Charles and Eli Sisters are hired guns from the Gold Rush era of the 1850s. Eli tells this story of their final job for a man called The Commodore. As the story progresses, Eli makes up his mind to leave the killing business.
I’m trying to find a way to describe the tone of this book–it’s picaresque, in introducing a series of odd somewhat shallow characters. It’s often droll. And it is full of killing. I had to move my mind into a place where I didn’t take all that murder too seriously.
Eli clearly has a bigger heart than his brother. Eli reflects on how he might want to find a woman to marry and love, might want to return to see their mother. Charles seems not to reflect much at all, he thrives on heavy drinking and the adrenaline of taking a good shot.
Why is this notable? DeWitt creates clever scenes and dialogue, and he gives us a whole new sense of the Gold Rush.

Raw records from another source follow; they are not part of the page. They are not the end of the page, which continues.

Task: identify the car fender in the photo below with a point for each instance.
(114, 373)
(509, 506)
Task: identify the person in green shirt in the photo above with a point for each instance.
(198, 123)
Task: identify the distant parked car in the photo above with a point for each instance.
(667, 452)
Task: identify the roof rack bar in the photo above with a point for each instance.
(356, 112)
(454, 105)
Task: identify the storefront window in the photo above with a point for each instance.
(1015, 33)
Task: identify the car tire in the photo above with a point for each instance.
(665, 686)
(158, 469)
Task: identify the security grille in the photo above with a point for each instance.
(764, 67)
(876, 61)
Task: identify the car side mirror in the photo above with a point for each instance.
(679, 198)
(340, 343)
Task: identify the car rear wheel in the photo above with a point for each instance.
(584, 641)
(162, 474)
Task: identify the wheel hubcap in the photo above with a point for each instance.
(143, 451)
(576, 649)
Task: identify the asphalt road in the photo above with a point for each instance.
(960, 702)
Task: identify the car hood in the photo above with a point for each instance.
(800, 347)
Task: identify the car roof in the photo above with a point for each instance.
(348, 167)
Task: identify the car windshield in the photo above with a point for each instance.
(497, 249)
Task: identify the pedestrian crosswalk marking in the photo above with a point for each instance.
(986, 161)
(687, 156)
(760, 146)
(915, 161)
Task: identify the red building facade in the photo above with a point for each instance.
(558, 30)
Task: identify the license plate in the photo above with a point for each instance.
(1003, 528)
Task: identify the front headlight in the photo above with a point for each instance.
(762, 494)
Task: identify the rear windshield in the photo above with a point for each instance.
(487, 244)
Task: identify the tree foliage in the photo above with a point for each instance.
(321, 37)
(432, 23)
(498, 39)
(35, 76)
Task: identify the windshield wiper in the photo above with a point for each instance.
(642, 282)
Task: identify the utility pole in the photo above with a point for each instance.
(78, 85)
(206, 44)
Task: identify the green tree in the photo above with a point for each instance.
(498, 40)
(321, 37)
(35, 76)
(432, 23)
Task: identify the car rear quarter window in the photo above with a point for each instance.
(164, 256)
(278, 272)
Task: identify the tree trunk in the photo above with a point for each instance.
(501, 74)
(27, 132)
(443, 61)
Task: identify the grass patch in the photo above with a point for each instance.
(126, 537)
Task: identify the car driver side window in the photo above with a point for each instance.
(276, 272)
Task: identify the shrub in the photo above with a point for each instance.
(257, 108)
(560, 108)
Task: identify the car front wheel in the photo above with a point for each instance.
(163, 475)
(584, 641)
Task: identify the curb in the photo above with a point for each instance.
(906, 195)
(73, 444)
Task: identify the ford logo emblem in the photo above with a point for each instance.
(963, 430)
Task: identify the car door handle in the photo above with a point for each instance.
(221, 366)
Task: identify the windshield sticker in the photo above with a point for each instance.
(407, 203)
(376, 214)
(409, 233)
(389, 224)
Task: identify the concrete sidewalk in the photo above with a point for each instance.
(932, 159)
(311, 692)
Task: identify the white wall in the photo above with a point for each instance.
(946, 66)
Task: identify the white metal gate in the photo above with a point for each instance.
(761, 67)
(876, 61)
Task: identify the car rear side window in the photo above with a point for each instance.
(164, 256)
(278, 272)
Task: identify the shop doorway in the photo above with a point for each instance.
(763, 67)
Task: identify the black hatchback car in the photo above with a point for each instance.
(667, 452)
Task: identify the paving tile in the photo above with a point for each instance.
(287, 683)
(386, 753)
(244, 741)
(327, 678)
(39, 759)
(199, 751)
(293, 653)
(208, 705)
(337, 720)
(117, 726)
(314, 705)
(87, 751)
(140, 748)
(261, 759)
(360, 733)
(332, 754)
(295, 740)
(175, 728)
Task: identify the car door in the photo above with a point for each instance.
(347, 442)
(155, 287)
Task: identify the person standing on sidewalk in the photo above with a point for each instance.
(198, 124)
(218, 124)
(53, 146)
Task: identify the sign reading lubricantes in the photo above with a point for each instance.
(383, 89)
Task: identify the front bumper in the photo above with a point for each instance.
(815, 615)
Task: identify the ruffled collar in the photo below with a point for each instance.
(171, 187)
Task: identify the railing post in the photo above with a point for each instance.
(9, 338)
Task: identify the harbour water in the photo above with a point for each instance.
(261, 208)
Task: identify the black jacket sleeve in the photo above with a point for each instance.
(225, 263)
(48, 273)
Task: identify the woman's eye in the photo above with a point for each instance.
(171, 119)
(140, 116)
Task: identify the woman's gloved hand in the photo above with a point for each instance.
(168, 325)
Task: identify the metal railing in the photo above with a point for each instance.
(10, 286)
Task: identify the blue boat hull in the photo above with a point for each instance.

There’s an inherent irony in a hired killer pining for love and a comfortable home. The stark heartlessness of lives lived solely in pursuit of gold remains visible behind the humor. Hired killers see many people face their final moments, DeWitt makes the most of that opportunity.
My reservation is this–I don’t think that DeWitt’s idea for the Sisters Brothers’ story creates enough momentum to propel a whole novel. It’d be a brilliant short story, and perhaps overall more effective as a short story collection. I’m open to the idea that this may simply be a case of not matching my sense of humor. While I finished “The Sisters Brothers,” it never deeply resonated with me and seldom had me laughing out loud. And yet, there’s something about it that I respect. I expect that I’ll recommend this to people who seek something that is unusual, edgy and clever, and that points up people’s foibles while it reveals their behavior under pressure.